Taylor Corpier, a transgender person living in Grand Junction, said he feels that Haitz’s post emboldened people with anti-trans sentiments. 

“From adults to children bullies, she gave the meanest people more validation in their hateful ideals,” he said.

Haitz and her supporters, however, insist that the whole incident is being blown out of proportion, and that the meme is not about transgender people at all. Instead, they believe, it’s about parental choice over what’s being taught in public schools, something they say is being erased. 

“We’re just constantly fighting just the general indoctrination of what’s been happening in the lower grades,” said Jacqueline Anderson, a mom to two children, one of whom still attends school in the district. 

She recalled when her son — now almost 21 — was in grade school and brought home a book from the school library about two gay male penguins who decide to have a family.
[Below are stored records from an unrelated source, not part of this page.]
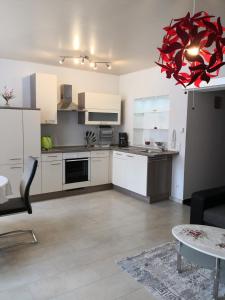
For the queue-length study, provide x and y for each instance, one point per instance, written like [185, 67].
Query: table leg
[179, 258]
[216, 279]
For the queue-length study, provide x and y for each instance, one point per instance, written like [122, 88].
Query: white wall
[151, 82]
[205, 143]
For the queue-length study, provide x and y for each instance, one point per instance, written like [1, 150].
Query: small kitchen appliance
[46, 143]
[123, 139]
[105, 135]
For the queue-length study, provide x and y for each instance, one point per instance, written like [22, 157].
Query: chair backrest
[26, 181]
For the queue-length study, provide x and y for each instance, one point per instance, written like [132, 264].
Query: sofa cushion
[215, 216]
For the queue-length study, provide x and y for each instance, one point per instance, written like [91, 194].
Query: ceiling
[126, 32]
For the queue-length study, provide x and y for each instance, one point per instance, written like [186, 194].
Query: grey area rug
[156, 270]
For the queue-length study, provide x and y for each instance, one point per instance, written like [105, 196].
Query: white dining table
[5, 189]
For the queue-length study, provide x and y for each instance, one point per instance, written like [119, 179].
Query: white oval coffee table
[203, 245]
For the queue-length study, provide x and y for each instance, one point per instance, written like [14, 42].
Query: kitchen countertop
[130, 149]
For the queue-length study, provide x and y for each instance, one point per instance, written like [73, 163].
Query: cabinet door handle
[16, 168]
[15, 159]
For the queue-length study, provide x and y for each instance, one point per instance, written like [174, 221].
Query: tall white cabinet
[44, 96]
[20, 138]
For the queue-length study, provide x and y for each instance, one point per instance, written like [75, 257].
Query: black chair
[208, 207]
[19, 205]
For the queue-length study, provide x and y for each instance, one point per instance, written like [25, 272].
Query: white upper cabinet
[44, 96]
[99, 101]
[31, 133]
[11, 150]
[14, 174]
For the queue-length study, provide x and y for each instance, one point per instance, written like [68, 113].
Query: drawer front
[100, 153]
[51, 156]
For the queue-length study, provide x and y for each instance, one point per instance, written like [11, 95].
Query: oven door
[76, 173]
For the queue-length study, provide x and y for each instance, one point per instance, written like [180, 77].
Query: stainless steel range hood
[66, 103]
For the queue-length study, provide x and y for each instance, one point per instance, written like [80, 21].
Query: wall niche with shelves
[151, 119]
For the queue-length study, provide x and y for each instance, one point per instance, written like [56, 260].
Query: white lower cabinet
[99, 167]
[51, 176]
[14, 174]
[130, 172]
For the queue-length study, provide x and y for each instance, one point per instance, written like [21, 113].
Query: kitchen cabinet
[99, 109]
[31, 133]
[18, 141]
[32, 145]
[11, 150]
[136, 169]
[36, 187]
[99, 167]
[44, 96]
[14, 174]
[130, 172]
[51, 176]
[99, 101]
[119, 169]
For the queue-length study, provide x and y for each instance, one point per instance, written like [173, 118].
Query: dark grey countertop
[130, 149]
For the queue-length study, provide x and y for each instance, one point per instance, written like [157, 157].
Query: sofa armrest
[205, 199]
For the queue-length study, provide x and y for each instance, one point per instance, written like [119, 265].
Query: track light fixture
[83, 58]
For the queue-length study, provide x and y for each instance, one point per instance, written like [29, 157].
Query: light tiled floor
[80, 238]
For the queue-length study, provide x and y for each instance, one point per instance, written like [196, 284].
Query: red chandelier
[192, 49]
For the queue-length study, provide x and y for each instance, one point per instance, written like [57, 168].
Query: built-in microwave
[99, 117]
[76, 170]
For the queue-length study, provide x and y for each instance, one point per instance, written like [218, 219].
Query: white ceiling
[126, 32]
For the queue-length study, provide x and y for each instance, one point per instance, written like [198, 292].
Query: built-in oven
[76, 170]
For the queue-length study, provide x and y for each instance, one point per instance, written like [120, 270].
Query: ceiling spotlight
[92, 64]
[108, 66]
[61, 61]
[95, 66]
[82, 61]
[76, 60]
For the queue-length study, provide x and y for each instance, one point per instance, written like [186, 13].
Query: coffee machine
[123, 139]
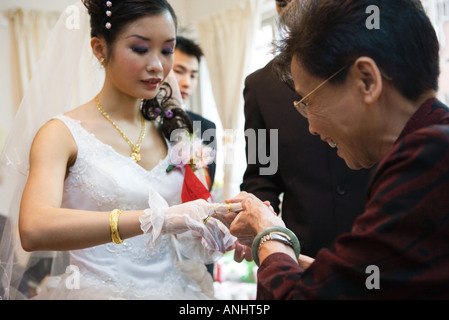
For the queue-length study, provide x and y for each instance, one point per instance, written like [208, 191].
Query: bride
[98, 187]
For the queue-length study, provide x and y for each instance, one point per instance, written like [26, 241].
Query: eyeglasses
[302, 106]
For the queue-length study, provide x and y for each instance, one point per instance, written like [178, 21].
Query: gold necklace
[135, 155]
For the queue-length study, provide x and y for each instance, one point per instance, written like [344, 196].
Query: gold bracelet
[113, 221]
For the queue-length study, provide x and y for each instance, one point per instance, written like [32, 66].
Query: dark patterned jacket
[399, 247]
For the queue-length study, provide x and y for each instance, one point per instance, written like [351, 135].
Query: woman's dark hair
[326, 35]
[165, 108]
[109, 26]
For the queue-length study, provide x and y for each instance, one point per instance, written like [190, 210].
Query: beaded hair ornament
[108, 24]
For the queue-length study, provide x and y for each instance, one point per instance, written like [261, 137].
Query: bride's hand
[192, 216]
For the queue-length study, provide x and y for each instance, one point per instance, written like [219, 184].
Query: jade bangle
[293, 238]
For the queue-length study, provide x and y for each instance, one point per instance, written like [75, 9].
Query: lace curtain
[29, 31]
[228, 42]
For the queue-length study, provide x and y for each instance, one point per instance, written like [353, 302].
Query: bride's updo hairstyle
[107, 20]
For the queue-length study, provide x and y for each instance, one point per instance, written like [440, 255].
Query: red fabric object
[193, 188]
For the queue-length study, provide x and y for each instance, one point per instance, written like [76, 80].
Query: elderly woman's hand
[255, 217]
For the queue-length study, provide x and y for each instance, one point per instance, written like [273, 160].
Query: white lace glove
[197, 240]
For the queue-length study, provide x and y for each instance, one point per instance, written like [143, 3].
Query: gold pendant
[136, 156]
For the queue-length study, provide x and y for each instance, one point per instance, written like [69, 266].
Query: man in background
[186, 67]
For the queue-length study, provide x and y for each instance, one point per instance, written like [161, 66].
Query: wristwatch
[280, 234]
[277, 236]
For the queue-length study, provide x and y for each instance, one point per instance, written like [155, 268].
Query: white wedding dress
[103, 180]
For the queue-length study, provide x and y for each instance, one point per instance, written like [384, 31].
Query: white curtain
[29, 30]
[228, 42]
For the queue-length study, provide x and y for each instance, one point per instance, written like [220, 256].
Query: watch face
[281, 237]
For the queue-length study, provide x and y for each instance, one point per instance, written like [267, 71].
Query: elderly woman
[370, 93]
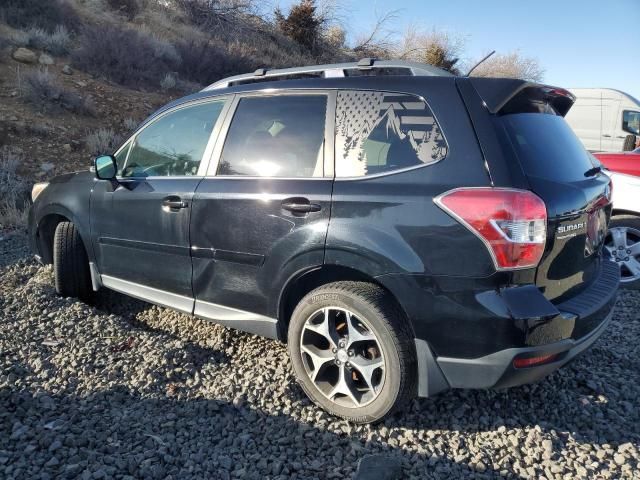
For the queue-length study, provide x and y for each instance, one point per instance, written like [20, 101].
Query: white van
[603, 119]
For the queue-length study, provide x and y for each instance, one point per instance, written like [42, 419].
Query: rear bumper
[497, 370]
[564, 332]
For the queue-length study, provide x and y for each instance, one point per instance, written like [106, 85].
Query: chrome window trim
[202, 167]
[328, 150]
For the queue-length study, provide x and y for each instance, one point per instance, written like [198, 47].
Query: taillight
[511, 223]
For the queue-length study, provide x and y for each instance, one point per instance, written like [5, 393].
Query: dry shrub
[103, 141]
[57, 42]
[129, 8]
[206, 62]
[302, 24]
[46, 14]
[42, 90]
[124, 56]
[14, 191]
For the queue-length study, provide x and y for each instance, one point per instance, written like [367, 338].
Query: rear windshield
[546, 146]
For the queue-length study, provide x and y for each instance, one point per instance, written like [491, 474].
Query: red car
[623, 162]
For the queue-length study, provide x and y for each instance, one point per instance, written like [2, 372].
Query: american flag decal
[378, 131]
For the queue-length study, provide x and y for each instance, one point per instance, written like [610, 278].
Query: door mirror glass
[106, 167]
[631, 122]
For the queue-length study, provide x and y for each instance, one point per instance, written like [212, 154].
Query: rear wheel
[70, 263]
[623, 242]
[352, 351]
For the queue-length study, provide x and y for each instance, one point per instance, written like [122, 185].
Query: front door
[140, 226]
[262, 212]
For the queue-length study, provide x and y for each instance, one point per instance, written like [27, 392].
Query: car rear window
[546, 146]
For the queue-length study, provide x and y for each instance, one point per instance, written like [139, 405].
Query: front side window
[278, 136]
[121, 157]
[174, 144]
[379, 132]
[631, 122]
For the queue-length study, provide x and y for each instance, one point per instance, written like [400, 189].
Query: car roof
[334, 70]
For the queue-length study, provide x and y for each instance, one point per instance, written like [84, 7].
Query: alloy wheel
[342, 357]
[623, 243]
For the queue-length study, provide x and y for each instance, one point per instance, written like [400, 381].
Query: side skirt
[238, 319]
[149, 294]
[229, 317]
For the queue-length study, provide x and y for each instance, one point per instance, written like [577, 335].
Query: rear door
[140, 226]
[262, 212]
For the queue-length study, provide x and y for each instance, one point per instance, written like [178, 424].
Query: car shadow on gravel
[115, 433]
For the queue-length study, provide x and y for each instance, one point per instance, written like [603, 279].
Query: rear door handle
[173, 203]
[300, 205]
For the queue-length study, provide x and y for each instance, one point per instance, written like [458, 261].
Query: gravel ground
[131, 390]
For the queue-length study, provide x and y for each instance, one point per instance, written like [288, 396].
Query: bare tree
[378, 42]
[437, 48]
[511, 65]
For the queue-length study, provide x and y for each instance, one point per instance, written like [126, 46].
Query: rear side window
[547, 147]
[278, 136]
[379, 132]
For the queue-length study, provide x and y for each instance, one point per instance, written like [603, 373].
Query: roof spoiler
[509, 95]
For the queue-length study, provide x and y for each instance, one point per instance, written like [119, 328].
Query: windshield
[547, 147]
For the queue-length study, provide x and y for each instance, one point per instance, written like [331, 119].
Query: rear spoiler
[509, 95]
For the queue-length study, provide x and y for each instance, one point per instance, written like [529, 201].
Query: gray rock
[45, 59]
[24, 55]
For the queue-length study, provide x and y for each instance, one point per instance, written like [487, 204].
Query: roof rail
[385, 67]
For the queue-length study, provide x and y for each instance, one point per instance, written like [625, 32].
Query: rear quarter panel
[389, 223]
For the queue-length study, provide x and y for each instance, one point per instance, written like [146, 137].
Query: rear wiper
[592, 171]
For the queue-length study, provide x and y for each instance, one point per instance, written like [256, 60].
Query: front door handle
[173, 203]
[300, 205]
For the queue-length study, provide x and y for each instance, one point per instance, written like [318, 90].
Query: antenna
[480, 62]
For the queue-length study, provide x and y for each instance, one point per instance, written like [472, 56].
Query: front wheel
[352, 351]
[70, 263]
[623, 243]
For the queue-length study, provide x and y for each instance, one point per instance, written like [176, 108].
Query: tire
[629, 143]
[630, 225]
[70, 263]
[373, 312]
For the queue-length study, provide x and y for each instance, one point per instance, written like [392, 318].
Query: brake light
[511, 223]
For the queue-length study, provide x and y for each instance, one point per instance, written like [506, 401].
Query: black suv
[405, 231]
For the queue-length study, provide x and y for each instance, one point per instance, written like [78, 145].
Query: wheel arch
[46, 227]
[305, 281]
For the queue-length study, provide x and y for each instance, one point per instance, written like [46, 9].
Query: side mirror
[629, 143]
[106, 167]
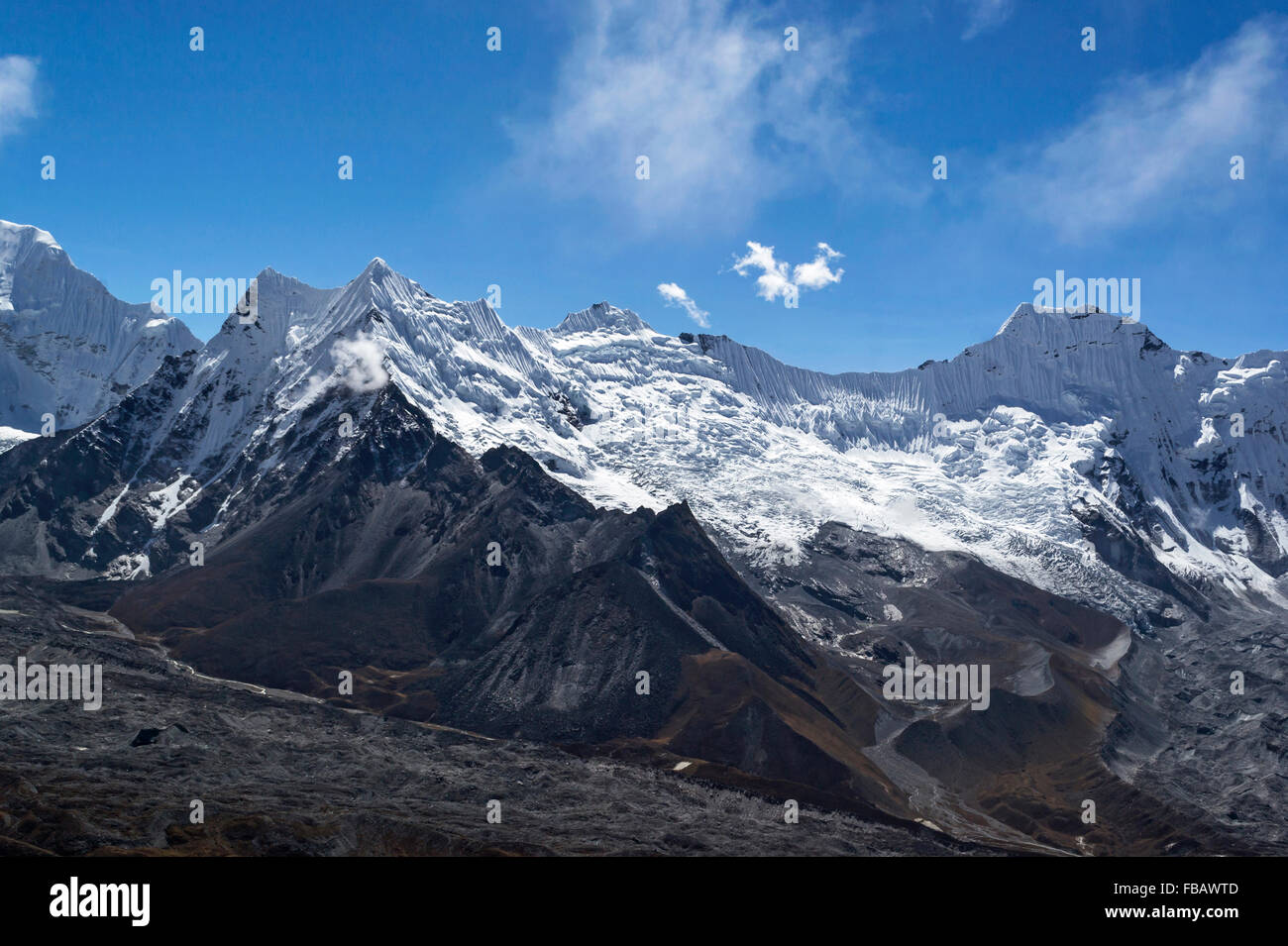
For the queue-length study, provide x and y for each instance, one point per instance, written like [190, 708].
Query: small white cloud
[983, 16]
[17, 91]
[816, 274]
[675, 295]
[359, 362]
[773, 279]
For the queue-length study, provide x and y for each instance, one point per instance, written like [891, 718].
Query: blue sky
[518, 167]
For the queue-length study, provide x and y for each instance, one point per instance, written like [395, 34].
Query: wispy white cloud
[17, 91]
[984, 16]
[777, 275]
[706, 90]
[675, 295]
[1157, 143]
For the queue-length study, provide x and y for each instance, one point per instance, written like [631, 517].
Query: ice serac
[67, 347]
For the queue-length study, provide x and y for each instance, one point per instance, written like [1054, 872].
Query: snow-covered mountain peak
[601, 315]
[67, 347]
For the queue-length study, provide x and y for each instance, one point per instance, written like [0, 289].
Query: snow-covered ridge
[67, 347]
[1048, 451]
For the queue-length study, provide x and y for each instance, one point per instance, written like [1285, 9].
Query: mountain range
[498, 529]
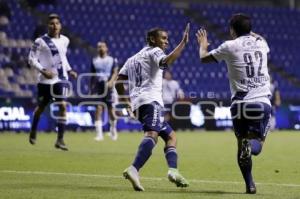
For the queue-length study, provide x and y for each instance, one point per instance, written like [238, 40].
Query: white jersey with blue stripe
[145, 76]
[247, 64]
[103, 67]
[40, 57]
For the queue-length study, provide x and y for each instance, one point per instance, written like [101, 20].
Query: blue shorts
[105, 94]
[52, 92]
[251, 119]
[152, 118]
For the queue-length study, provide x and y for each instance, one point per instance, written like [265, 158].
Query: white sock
[99, 131]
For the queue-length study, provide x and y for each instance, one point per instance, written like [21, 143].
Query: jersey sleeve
[34, 54]
[221, 52]
[116, 63]
[124, 70]
[64, 56]
[158, 55]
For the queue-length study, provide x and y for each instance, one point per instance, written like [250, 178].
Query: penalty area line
[144, 178]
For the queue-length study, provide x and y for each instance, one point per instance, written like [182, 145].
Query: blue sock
[255, 147]
[61, 124]
[246, 171]
[35, 122]
[171, 156]
[144, 152]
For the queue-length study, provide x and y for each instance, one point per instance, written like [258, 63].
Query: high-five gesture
[185, 38]
[202, 38]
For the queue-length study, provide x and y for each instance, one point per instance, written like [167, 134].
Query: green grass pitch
[94, 169]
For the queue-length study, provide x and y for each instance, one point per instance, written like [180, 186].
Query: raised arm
[170, 58]
[123, 97]
[203, 46]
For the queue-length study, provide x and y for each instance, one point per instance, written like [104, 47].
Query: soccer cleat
[133, 176]
[245, 155]
[99, 138]
[251, 189]
[32, 137]
[60, 144]
[114, 136]
[175, 177]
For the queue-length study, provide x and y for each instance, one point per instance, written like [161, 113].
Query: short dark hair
[53, 16]
[241, 24]
[153, 33]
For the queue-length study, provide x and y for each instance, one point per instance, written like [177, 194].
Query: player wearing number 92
[246, 59]
[144, 72]
[48, 56]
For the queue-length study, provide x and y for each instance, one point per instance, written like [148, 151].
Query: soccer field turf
[94, 169]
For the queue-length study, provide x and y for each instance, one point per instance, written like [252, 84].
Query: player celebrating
[246, 59]
[105, 69]
[144, 74]
[48, 56]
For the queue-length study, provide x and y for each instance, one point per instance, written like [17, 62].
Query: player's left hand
[185, 38]
[202, 38]
[73, 74]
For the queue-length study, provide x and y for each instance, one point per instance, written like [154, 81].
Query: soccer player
[171, 92]
[144, 73]
[48, 56]
[246, 59]
[105, 69]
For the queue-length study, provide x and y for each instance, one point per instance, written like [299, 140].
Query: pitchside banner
[16, 115]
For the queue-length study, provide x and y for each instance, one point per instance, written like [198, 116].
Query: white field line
[143, 178]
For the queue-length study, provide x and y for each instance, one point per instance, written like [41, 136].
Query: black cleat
[60, 144]
[32, 137]
[251, 189]
[245, 155]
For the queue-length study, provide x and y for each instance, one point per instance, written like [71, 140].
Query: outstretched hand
[185, 38]
[48, 73]
[73, 74]
[202, 38]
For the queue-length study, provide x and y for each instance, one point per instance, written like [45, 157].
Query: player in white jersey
[171, 93]
[246, 59]
[48, 56]
[105, 70]
[144, 73]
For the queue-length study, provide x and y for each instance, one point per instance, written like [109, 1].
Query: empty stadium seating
[123, 24]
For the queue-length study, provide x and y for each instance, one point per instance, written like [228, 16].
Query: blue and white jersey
[104, 67]
[50, 53]
[145, 76]
[247, 64]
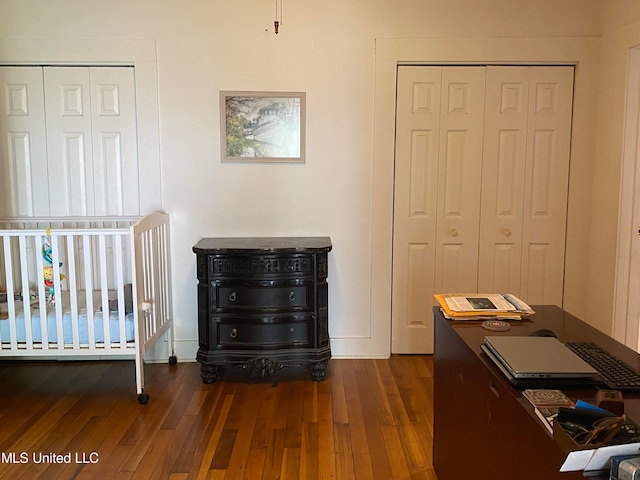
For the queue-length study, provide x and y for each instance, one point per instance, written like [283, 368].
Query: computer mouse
[544, 332]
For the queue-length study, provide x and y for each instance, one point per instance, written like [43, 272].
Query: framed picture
[262, 126]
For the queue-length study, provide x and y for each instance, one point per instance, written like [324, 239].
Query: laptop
[537, 361]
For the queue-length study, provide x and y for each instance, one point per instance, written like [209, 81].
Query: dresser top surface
[262, 245]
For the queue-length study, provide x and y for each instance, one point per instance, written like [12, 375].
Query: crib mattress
[67, 322]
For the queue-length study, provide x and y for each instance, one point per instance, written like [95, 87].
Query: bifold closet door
[68, 141]
[437, 194]
[91, 140]
[24, 189]
[525, 182]
[480, 192]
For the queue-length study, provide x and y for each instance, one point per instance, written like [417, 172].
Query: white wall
[621, 32]
[328, 50]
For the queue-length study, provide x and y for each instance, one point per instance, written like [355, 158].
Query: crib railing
[75, 265]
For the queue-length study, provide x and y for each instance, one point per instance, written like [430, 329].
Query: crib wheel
[143, 398]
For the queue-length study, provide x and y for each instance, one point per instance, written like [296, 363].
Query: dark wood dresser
[263, 305]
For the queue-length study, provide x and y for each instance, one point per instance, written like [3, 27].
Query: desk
[485, 428]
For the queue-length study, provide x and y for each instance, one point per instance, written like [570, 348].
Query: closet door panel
[546, 188]
[459, 171]
[115, 160]
[503, 177]
[415, 197]
[23, 151]
[91, 134]
[68, 117]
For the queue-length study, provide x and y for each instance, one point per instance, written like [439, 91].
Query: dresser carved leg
[319, 370]
[209, 373]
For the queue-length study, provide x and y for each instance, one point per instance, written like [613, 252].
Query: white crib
[59, 275]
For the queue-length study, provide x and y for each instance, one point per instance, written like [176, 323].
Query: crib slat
[10, 293]
[88, 287]
[26, 295]
[57, 291]
[120, 291]
[104, 293]
[42, 296]
[73, 290]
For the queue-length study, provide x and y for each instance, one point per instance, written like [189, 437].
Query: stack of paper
[474, 306]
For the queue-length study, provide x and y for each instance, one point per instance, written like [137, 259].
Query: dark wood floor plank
[368, 419]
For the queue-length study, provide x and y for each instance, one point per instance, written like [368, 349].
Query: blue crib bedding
[67, 323]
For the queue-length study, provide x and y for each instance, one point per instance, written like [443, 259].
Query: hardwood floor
[368, 419]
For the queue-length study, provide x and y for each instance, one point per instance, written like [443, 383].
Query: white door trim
[627, 289]
[580, 51]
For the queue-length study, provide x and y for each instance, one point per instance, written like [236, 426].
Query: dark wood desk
[485, 428]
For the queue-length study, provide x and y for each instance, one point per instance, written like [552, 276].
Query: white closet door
[480, 188]
[459, 173]
[437, 195]
[417, 145]
[546, 185]
[23, 152]
[503, 179]
[91, 134]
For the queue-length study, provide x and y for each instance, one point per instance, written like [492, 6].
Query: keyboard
[616, 374]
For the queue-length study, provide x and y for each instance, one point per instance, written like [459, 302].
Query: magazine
[478, 305]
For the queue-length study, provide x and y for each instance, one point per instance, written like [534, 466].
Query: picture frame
[262, 126]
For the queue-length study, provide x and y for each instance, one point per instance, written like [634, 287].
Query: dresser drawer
[284, 295]
[262, 335]
[243, 265]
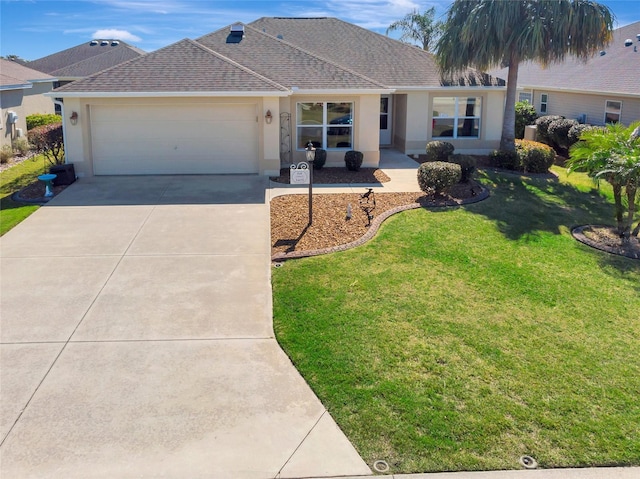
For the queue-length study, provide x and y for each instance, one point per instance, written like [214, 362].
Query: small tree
[48, 140]
[613, 154]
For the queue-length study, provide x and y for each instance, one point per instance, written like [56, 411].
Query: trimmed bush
[534, 157]
[47, 139]
[6, 153]
[434, 177]
[543, 125]
[353, 160]
[558, 131]
[504, 159]
[42, 119]
[320, 159]
[439, 150]
[525, 115]
[21, 146]
[467, 165]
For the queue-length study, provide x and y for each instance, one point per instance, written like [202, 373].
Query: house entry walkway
[137, 340]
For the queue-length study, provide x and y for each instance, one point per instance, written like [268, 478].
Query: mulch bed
[331, 176]
[606, 239]
[332, 230]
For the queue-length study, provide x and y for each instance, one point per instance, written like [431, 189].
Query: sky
[33, 29]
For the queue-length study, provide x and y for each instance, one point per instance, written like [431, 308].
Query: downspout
[64, 128]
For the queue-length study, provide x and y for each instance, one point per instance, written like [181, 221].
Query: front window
[612, 111]
[456, 117]
[326, 125]
[544, 101]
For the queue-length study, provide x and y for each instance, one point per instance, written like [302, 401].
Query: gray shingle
[86, 59]
[182, 67]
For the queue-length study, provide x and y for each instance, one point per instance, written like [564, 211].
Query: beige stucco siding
[24, 102]
[366, 125]
[573, 105]
[80, 138]
[414, 115]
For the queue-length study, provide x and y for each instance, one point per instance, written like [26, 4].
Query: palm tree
[491, 33]
[418, 27]
[612, 153]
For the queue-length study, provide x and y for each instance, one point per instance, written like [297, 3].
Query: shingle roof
[383, 59]
[181, 67]
[284, 63]
[617, 71]
[13, 74]
[87, 58]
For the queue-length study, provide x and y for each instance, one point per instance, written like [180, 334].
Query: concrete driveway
[137, 340]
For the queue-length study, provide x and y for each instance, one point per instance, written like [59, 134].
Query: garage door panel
[203, 139]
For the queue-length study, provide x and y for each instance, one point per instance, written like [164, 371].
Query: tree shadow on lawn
[524, 207]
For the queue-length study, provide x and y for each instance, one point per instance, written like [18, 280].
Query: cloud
[116, 34]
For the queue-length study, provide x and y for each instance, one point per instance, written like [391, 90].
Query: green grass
[463, 338]
[12, 180]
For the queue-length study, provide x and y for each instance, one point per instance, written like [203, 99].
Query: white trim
[18, 86]
[342, 91]
[165, 94]
[587, 92]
While she said she’s not against that content, she felt it forced her to have a conversation with her young son that he wasn’t ready for. Those are the kinds of situations she believes Haitz was addressing with the meme.

Haitz said that there have been threats made against her, which she has alerted local police to. She hasn’t apologized for the meme, but insists anyone who knows her knows she meant “no ill intent by it.” 

She’s also said she’s open to sitting down with anyone who wants to have a conversation about the issue, even if they may not agree with each other in the end.